Stai organizzando un evento in Italia e ti stai chiedendo se Ticket Tailor sia la soluzione giusta per vendere i tuoi biglietti? Se hai digitato su Google ricerche come “ticket tailor siae” o “biglietti siae ticket tailor”, sei nel posto giusto.
La risposta breve è: ad oggi no, non puoi usare Ticket Tailor per eventi soggetti a normativa SIAE in Italia.
In questo articolo ti spieghiamo perché questa piattaforma (che è comunque ottima per il mercato estero) non è a norma in Italia, e quali sono le alternative omologate che ti mettono al riparo da sanzioni.
Ticket Tailor in Italia: perché non è a norma?
È facile capire quali sono i vantaggi di TicketTailor: costi bassi, facilità d’uso e un’interfaccia pulita. Tuttavia, l’Italia ha una legislazione molto specifica e rigorosa per quanto riguarda la vendita di titoli di accesso per spettacoli e attività di intrattenimento.
La normativa sulle Biglietterie Automatizzate
Secondo il D.M. 13 luglio 2000 e successive modifiche, ogni biglietto venduto per un evento di spettacolo in Italia deve essere emesso attraverso una biglietteria automatizzata omologata dall’Agenzia delle Entrate e da SIAE.
Questi sistemi devono, tra le altre cose:
- Applicare un sigillo fiscale su ogni biglietto.
- Inviare quotidianamente i riepiloghi (come il modello C1) alla SIAE, in via telematica.
- Conservare i dati delle vendite per la durata prevista dalla legge.

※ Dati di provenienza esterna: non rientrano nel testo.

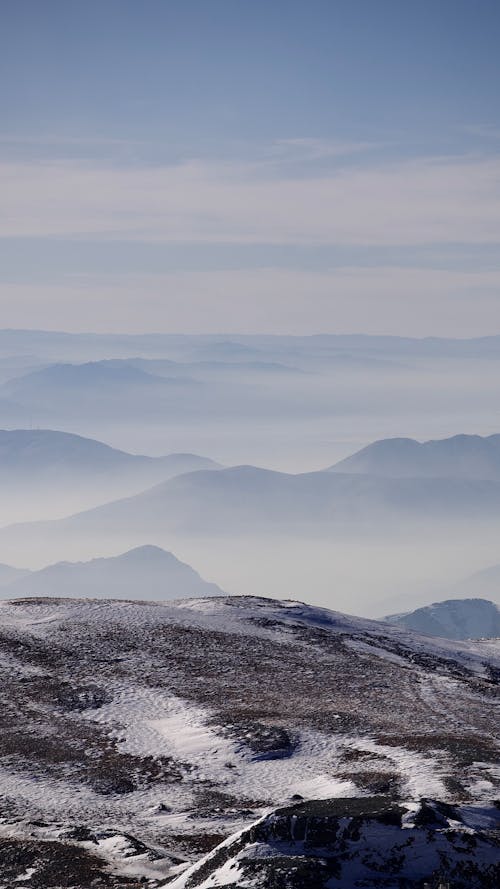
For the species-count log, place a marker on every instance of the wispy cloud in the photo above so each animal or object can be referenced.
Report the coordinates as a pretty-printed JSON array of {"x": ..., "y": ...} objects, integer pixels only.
[
  {"x": 390, "y": 300},
  {"x": 414, "y": 202}
]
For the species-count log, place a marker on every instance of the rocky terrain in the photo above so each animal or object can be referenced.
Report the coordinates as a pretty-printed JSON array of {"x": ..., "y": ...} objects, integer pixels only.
[{"x": 137, "y": 737}]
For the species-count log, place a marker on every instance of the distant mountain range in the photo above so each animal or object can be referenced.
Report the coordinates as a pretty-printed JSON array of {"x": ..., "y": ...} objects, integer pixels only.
[
  {"x": 462, "y": 456},
  {"x": 146, "y": 572},
  {"x": 453, "y": 619},
  {"x": 245, "y": 500},
  {"x": 47, "y": 474},
  {"x": 481, "y": 583},
  {"x": 28, "y": 454}
]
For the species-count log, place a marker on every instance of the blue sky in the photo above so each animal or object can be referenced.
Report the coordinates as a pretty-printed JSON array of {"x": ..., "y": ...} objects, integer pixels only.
[{"x": 236, "y": 166}]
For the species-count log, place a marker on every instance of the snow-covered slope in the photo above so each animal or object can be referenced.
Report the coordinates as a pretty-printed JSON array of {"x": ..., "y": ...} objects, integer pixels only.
[
  {"x": 454, "y": 619},
  {"x": 179, "y": 724},
  {"x": 349, "y": 843},
  {"x": 146, "y": 572},
  {"x": 462, "y": 456}
]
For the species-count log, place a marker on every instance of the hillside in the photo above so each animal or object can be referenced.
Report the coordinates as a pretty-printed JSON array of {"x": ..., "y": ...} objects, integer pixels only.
[{"x": 156, "y": 731}]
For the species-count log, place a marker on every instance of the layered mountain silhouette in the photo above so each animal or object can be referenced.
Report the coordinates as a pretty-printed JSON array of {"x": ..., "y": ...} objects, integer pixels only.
[
  {"x": 453, "y": 619},
  {"x": 146, "y": 572},
  {"x": 28, "y": 454},
  {"x": 463, "y": 456}
]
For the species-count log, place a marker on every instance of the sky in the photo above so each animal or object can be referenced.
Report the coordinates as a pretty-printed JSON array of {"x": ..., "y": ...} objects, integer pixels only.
[{"x": 236, "y": 166}]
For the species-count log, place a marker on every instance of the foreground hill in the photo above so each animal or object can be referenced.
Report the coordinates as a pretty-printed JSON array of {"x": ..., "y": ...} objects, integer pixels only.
[
  {"x": 462, "y": 456},
  {"x": 156, "y": 731},
  {"x": 144, "y": 572},
  {"x": 347, "y": 843},
  {"x": 454, "y": 619}
]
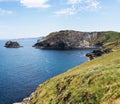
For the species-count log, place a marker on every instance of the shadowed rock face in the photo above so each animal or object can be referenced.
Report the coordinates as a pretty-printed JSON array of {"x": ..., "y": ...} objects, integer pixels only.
[
  {"x": 10, "y": 44},
  {"x": 68, "y": 39}
]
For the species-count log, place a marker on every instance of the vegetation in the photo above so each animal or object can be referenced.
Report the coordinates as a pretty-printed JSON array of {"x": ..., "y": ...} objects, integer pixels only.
[{"x": 94, "y": 82}]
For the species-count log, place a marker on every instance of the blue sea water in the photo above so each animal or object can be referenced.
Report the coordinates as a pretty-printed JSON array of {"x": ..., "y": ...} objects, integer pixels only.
[{"x": 23, "y": 69}]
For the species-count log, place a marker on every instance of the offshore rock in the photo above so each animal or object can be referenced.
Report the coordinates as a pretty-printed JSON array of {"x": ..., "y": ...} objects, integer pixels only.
[
  {"x": 11, "y": 44},
  {"x": 68, "y": 39}
]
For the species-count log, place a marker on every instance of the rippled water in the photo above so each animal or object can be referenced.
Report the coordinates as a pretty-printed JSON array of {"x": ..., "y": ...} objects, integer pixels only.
[{"x": 23, "y": 69}]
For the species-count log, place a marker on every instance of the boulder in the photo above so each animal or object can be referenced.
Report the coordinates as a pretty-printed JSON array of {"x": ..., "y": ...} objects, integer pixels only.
[{"x": 11, "y": 44}]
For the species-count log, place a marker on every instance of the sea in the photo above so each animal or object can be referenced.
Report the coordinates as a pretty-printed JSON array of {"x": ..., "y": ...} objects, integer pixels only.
[{"x": 23, "y": 69}]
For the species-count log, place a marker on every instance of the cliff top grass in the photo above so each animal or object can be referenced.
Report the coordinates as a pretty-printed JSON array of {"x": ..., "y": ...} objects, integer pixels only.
[{"x": 94, "y": 82}]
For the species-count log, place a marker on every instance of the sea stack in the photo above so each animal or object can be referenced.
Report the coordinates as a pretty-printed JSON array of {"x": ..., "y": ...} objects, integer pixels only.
[{"x": 11, "y": 44}]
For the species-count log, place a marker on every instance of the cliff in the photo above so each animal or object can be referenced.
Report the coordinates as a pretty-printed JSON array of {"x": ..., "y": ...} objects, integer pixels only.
[
  {"x": 94, "y": 82},
  {"x": 69, "y": 39}
]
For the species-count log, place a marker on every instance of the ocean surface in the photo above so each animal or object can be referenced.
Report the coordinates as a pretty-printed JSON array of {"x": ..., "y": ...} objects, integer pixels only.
[{"x": 23, "y": 69}]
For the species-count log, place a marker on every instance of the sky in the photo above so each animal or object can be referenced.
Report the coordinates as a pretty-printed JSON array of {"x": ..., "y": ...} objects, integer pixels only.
[{"x": 35, "y": 18}]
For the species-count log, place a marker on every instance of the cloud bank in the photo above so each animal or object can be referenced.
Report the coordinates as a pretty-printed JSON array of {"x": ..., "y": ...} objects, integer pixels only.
[
  {"x": 3, "y": 12},
  {"x": 76, "y": 6},
  {"x": 35, "y": 3}
]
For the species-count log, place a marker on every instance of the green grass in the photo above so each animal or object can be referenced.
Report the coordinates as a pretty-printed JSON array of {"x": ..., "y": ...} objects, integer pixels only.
[{"x": 94, "y": 82}]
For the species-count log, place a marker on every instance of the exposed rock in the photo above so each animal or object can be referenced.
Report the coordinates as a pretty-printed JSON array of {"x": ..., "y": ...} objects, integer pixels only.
[
  {"x": 68, "y": 39},
  {"x": 10, "y": 44},
  {"x": 97, "y": 53}
]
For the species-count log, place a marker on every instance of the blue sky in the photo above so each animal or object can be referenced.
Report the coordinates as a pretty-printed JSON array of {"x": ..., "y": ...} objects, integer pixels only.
[{"x": 34, "y": 18}]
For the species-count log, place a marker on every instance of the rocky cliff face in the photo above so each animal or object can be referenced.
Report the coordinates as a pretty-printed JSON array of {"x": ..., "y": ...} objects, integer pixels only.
[{"x": 68, "y": 39}]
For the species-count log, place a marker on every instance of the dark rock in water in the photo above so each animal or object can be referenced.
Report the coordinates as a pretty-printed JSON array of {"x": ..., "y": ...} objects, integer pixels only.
[
  {"x": 97, "y": 53},
  {"x": 10, "y": 44}
]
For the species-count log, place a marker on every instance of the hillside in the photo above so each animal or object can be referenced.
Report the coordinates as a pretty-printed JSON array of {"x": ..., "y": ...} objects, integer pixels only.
[
  {"x": 69, "y": 39},
  {"x": 94, "y": 82}
]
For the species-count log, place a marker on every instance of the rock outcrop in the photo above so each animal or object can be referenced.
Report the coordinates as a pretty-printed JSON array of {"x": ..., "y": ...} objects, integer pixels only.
[
  {"x": 11, "y": 44},
  {"x": 68, "y": 39},
  {"x": 98, "y": 53}
]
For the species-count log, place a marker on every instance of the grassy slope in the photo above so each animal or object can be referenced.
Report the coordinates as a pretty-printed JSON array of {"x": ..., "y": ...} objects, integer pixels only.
[{"x": 94, "y": 82}]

Ticket Tailor è un servizio estero e al momento della redazione di questo articolo non possiede alcuna di queste caratteristiche. Usarlo per vendere biglietti di un concerto, un festival o una mostra in Italia significa non rispettare le leggi fiscali.
I rischi di usare TicketTailor in Italia per eventi SIAE
Vendere biglietti SIAE con Ticket Tailor non è solo un “errore tecnico”, ma una violazione che può portare a:
- sanzioni amministrative elevate: multe che possono superare di gran lunga l’eventuale risparmio sulle commissioni;
- sospensione dell’evento: in caso di controllo durante la manifestazione, le autorità possono interrompere lo spettacolo;
- problemi fiscali: mancata rendicontazione dell’IVA e dell’Imposta sugli Intrattenimenti (ISI).
Nota bene: anche se il tuo evento è gratuito o non soggetto a diritti d’autore, se rientra nelle categorie di “spettacolo” o “intrattenimento” rimane l’obbligo della biglietteria omologata.
La SIAE, infatti, non si occupa soltanto dei diritti d’autore, ma anche di gestire le attività di controllo relative agli eventi spettacolistici in generale (in base alla Convenzione con l’Agenzia delle Entrate del 23 ottobre 2020).
Le alternative legali: biglietterie omologate in Italia
Se vuoi dormire sonni tranquilli e gestire il tuo evento in totale legalità, devi affidarti a sistemi certificati. Ecco alcune delle migliori opzioni per sostituire TicketTailor in Italia:
1. Evients
È una soluzione moderna che si avvicina alla filosofia “user-friendly” di Ticket Tailor, ma con il pieno supporto alla normativa italiana.
- Perfetto per: eventi di ogni dimensione, teatri, club, festival e mostre.
- Vantaggio: ottimo anche per organizzatori occasionali e di piccole dimensioni.
- Sito ufficiale
2. TicketOne
Il colosso del mercato italiano. Un vero e proprio gigante.
- Perfetto per: concerti anche grandi, stadi e tour nazionali.
- Vantaggio: una rete di distribuzione fisica capillare in tutta Italia.
- Sito ufficiale
3. Altri sistemi
Abbiamo parlato di altri sistemi nell’articolo dedicato: La classifica delle biglietterie online nel 2026
Conclusioni: meglio evitare il “fai da te” con sistemi esteri
In sintesi, sebbene la ricerca di “tickettailor siae” possa portarti a sperare in una compatibilità, la realtà è che il sistema fiscale italiano richiede strumenti specifici.
Non rischiare: scegli una piattaforma che conosca le leggi del nostro territorio.
Oltre a scegliere una biglietteria, dovrai prendere contatto con l’ufficio SIAE competente per il tuo evento, e richiedere il rilascio del permesso spettacoli.